Les nuits où je rêvais de Charles Brunet ne se ressemblaient pas.

Il y eut d’abord, vers mes dix ans, les nuits de la leçon. Sa main, qui sentait l’encre et le bois des pupitres, m’attrapait par l’oreille. « Tu as encore menti, petit farceur. » Son haleine avait le parfum mentholé des pastilles Vichy qui crépitaient contre son palais.
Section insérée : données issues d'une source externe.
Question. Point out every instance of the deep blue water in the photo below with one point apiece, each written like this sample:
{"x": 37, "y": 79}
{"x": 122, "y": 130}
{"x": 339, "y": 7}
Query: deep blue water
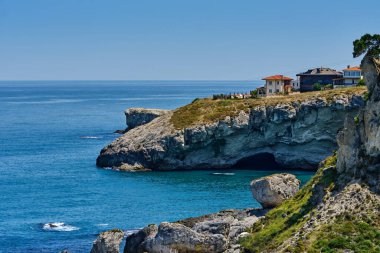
{"x": 48, "y": 172}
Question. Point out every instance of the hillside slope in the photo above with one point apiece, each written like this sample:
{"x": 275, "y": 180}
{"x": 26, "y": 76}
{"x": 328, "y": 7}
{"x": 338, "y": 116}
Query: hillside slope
{"x": 298, "y": 130}
{"x": 339, "y": 209}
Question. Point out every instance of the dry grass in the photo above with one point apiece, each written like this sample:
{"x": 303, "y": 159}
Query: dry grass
{"x": 208, "y": 110}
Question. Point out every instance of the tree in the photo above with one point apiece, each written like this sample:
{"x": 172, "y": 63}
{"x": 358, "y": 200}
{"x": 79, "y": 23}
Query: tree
{"x": 317, "y": 86}
{"x": 253, "y": 93}
{"x": 369, "y": 44}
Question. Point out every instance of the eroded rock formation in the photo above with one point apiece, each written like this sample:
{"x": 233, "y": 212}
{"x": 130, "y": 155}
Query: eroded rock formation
{"x": 270, "y": 191}
{"x": 212, "y": 233}
{"x": 299, "y": 134}
{"x": 140, "y": 116}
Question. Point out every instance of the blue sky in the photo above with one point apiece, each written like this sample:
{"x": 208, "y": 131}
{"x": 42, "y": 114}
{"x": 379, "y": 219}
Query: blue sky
{"x": 178, "y": 39}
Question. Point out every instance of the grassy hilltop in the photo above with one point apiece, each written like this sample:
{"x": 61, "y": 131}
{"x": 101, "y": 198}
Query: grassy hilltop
{"x": 208, "y": 110}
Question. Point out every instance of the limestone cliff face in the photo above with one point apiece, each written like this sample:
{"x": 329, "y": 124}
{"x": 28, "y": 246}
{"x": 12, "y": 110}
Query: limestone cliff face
{"x": 341, "y": 204}
{"x": 359, "y": 142}
{"x": 139, "y": 116}
{"x": 299, "y": 134}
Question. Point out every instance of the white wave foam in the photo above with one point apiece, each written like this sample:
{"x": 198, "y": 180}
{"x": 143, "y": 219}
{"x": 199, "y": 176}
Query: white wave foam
{"x": 50, "y": 101}
{"x": 223, "y": 174}
{"x": 58, "y": 226}
{"x": 90, "y": 137}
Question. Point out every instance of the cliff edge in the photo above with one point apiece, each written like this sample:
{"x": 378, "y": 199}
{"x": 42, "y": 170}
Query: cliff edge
{"x": 339, "y": 209}
{"x": 298, "y": 131}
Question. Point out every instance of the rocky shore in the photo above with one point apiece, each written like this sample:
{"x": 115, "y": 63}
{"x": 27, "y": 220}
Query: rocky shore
{"x": 212, "y": 233}
{"x": 298, "y": 132}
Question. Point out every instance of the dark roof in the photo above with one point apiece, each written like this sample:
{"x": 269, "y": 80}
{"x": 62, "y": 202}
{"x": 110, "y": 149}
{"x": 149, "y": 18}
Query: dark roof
{"x": 278, "y": 77}
{"x": 320, "y": 71}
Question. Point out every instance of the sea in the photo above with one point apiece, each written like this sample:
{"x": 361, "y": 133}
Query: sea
{"x": 52, "y": 195}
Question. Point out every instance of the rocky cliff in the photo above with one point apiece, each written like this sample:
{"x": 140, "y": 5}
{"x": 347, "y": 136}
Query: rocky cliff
{"x": 139, "y": 116}
{"x": 299, "y": 131}
{"x": 339, "y": 209}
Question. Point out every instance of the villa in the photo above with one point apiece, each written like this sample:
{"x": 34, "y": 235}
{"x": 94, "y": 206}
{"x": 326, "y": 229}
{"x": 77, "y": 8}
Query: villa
{"x": 277, "y": 84}
{"x": 320, "y": 75}
{"x": 351, "y": 77}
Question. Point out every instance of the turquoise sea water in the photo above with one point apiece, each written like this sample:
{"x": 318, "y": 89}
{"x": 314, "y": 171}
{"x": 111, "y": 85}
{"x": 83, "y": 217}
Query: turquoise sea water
{"x": 51, "y": 133}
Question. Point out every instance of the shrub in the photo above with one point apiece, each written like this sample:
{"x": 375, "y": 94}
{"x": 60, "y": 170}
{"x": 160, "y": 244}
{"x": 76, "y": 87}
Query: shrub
{"x": 361, "y": 83}
{"x": 253, "y": 93}
{"x": 317, "y": 86}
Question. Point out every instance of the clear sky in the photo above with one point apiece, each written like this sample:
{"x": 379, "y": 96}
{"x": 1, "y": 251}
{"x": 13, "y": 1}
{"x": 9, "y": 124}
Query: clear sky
{"x": 178, "y": 39}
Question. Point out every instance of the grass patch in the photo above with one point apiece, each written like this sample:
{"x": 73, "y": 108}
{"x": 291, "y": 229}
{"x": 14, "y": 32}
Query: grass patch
{"x": 281, "y": 222}
{"x": 348, "y": 232}
{"x": 208, "y": 110}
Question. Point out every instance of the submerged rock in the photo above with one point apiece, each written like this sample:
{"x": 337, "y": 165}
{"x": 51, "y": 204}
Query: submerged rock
{"x": 212, "y": 233}
{"x": 108, "y": 242}
{"x": 140, "y": 116}
{"x": 270, "y": 191}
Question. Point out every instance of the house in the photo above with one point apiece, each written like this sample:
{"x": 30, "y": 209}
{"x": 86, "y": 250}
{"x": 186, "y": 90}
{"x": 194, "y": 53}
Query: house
{"x": 295, "y": 85}
{"x": 351, "y": 77}
{"x": 320, "y": 75}
{"x": 276, "y": 84}
{"x": 261, "y": 92}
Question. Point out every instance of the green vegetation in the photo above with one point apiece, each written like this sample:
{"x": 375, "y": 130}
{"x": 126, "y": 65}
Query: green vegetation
{"x": 208, "y": 110}
{"x": 361, "y": 83}
{"x": 352, "y": 232}
{"x": 356, "y": 120}
{"x": 283, "y": 221}
{"x": 366, "y": 96}
{"x": 369, "y": 44}
{"x": 253, "y": 93}
{"x": 317, "y": 86}
{"x": 348, "y": 232}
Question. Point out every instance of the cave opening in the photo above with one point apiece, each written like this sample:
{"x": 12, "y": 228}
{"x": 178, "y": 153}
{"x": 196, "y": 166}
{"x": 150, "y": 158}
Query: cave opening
{"x": 262, "y": 161}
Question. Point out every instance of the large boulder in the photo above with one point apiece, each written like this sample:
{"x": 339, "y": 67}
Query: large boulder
{"x": 134, "y": 242}
{"x": 108, "y": 242}
{"x": 270, "y": 191}
{"x": 216, "y": 232}
{"x": 175, "y": 237}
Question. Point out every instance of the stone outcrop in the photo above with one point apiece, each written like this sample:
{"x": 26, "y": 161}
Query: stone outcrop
{"x": 213, "y": 233}
{"x": 359, "y": 142}
{"x": 108, "y": 242}
{"x": 140, "y": 116}
{"x": 299, "y": 134}
{"x": 270, "y": 191}
{"x": 341, "y": 203}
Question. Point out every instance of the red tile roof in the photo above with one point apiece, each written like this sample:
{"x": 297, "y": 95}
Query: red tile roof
{"x": 353, "y": 68}
{"x": 278, "y": 77}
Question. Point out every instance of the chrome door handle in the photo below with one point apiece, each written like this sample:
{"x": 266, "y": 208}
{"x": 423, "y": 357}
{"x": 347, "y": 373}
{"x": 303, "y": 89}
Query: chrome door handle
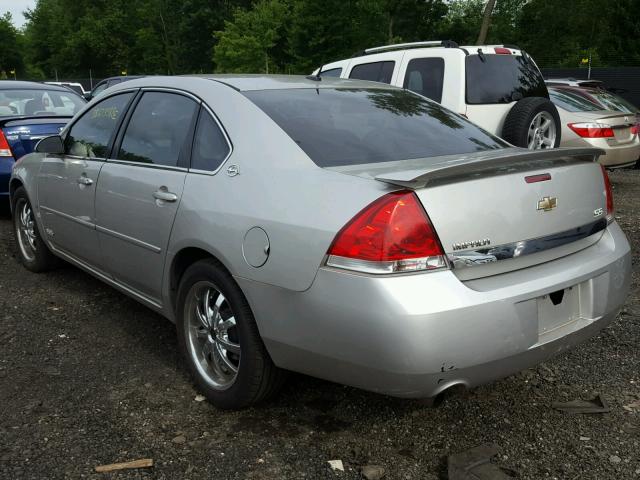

Il ne traçait pas au tableau, mais sur le plancher de ma chambre – avec sa canne, il gravait en pointillé : Menteur picoteur, les grenouilles t’attraperont.
« Écris-le cent fois, me disait-il à travers le bois, sa voix provenant de sous le plancher. Apprends à écrire tes mensonges, au moins ils serviront à quelque chose. »
Je me réveillais avec la paume cramoisie, comme si j’avais vraiment écrit. La frontière était poreuse : le rêve, le mensonge, l’écriture. Tout se confondait. Charles Brunet, mort depuis des années, poursuivait son enseignement nocturne, et dans ma bouche persistait le goût des pastilles Vichy auxquelles je n’avais plus jamais voulu toucher depuis son enterrement.

Puis vint la nuit d’Osny, au pensionnat Saint-Stanislas, alors que j’avais douze ans. Cette nuit-là, pour la première fois, je sus voler. Non pas cette ascension laborieuse des rêves d’enfance, mais un envol absolu, souverain, comme une évidence. Le rêve était saturé à mille pour cent – les couleurs hurlaient, l’air avait la consistance du miel. Je fendais la nuit de la région parisienne, survolais Pontoise endormie, lorsque la nostalgie me transperça. Une force irrésistible m’aspira vers le sud, vers la maison de La Grave.
Je le vis alors : Charles Brunet, debout devant la maison, les deux mains appuyées sur sa canne. Il leva la main – non pas le geste théâtral de l’instituteur, mais un petit signe amical, complice, comme s’il m’attendait. Ses yeux riaient.
Le réveil m’arracha. Je retrouvai ma cellule de pensionnaire, les draps rêche, l’odeur de cire et de soupière. Les sanglots montèrent, non de tristesse, mais de colère. On ne devrait jamais se réveiller d’un tel rêve.